I have great respect for the work of FDA, it is a vital aspect of everything that we translate from research into the clinic. You can't imagine the optimism and motivation I have and my students have as we unfold more of these findings, if it were up to us, each phone call from each family that finds us would grant the patients an immediate positive reply. That's what the FDA is for. Here, we designed the trial with an initial dose that was slightly higher than that reported until today, arguing that we feel the impact would be greater on disease. Noticing this novelty in dosing, we were advised to add an arm which verifies that this is OK and in paralel add specific follow-ups to answer to concerns of dose-related effects. This is understandable and luckily not a great hold-back.
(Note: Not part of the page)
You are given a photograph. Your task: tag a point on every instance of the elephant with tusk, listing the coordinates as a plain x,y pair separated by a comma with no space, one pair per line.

In scientific terms, we must remember that this molecule circulates our blood system at a concentration range of 1 to 6 mg per milliliter depending on the state of the individual; the therapy still does not reach these levels, so we are confident that we're good to go. The molecule falls into a rare category that seems more and more attractive as research advances, that is, a group of protective moelcules that the body makes, but not enough, and not long enough. Add them, and you gain the benefits with a remarkable safety range.

Ms. Chaiet: 

Thank you Dr. Lewis for speaking with me today.